The low-NOx potential of "Flameless Oxidation" (or "MILD combustion", as is otherwise known) has been demonstrated for industrial furnaces and gaseous-fuel flames, but it has not been explored yet for aviation gas turbines burning kerosene. In this project, the "Lean Azimuthal Flame" (LEAF), a new combustor design that can operate at the "Flameless Oxidation" mode and that has been tested for gaseous fuels so far producing very low NOx, CO, and unburnt hydrocarbons, will be developed for kerosene as an innovative low-NOx candidate combustor concept for the long-term.
The work comprises tests at low and elevated pressures, development of new kinetic schemes for kerosene combustion under MILD combustions, development of experimental diagnostics and sectional models for nanoparticles so as to assess the particulate emissions of the kerosene LEAF and to increase our predictive capability, modelling by advanced combustion models (Large-Eddy Simulation with sub-grid Conditional Moment Closure supplemented with the new kinetic schemes for NOx and soot), and the construction of low-order models for emissions and thermoacoustics for the LEAF. The models can also assist the medium-term improvement of existing combustors such as those based on the RQL or LPP concepts.
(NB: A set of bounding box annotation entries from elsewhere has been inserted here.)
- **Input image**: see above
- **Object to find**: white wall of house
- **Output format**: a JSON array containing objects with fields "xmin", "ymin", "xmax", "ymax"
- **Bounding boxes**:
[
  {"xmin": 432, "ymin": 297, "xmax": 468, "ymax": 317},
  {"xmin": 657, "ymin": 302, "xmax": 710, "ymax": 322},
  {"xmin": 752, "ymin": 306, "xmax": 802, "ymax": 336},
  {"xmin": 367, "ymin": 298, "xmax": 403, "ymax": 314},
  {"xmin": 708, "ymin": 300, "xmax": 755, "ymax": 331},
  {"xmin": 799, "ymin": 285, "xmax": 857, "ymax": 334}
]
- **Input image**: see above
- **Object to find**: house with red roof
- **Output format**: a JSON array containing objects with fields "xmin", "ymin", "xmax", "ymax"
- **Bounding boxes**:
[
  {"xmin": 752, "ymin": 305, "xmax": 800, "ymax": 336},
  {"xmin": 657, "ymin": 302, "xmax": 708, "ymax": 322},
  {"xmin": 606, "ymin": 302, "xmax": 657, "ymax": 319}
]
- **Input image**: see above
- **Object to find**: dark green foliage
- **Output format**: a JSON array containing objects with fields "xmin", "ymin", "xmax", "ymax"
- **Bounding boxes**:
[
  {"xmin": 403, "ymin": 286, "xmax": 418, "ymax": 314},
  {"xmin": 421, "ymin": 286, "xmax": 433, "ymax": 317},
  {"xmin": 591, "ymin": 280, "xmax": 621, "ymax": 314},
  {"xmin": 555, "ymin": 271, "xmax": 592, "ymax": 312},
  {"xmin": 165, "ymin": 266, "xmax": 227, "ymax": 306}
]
The consortium consists of four highly-experienced partners, with significant expertise with the LEAF, combustion in vitiated air, NOx and particulate emissions chemistry, and numerical modelling, and with emphasis on knowledge transfer to industry. The outcomes of the project can provide new options to the European aeroengine industry and can result in significantly lower NOx emissions than at present due to the unique low emissions of the "Flameless Oxidation" combustion mode.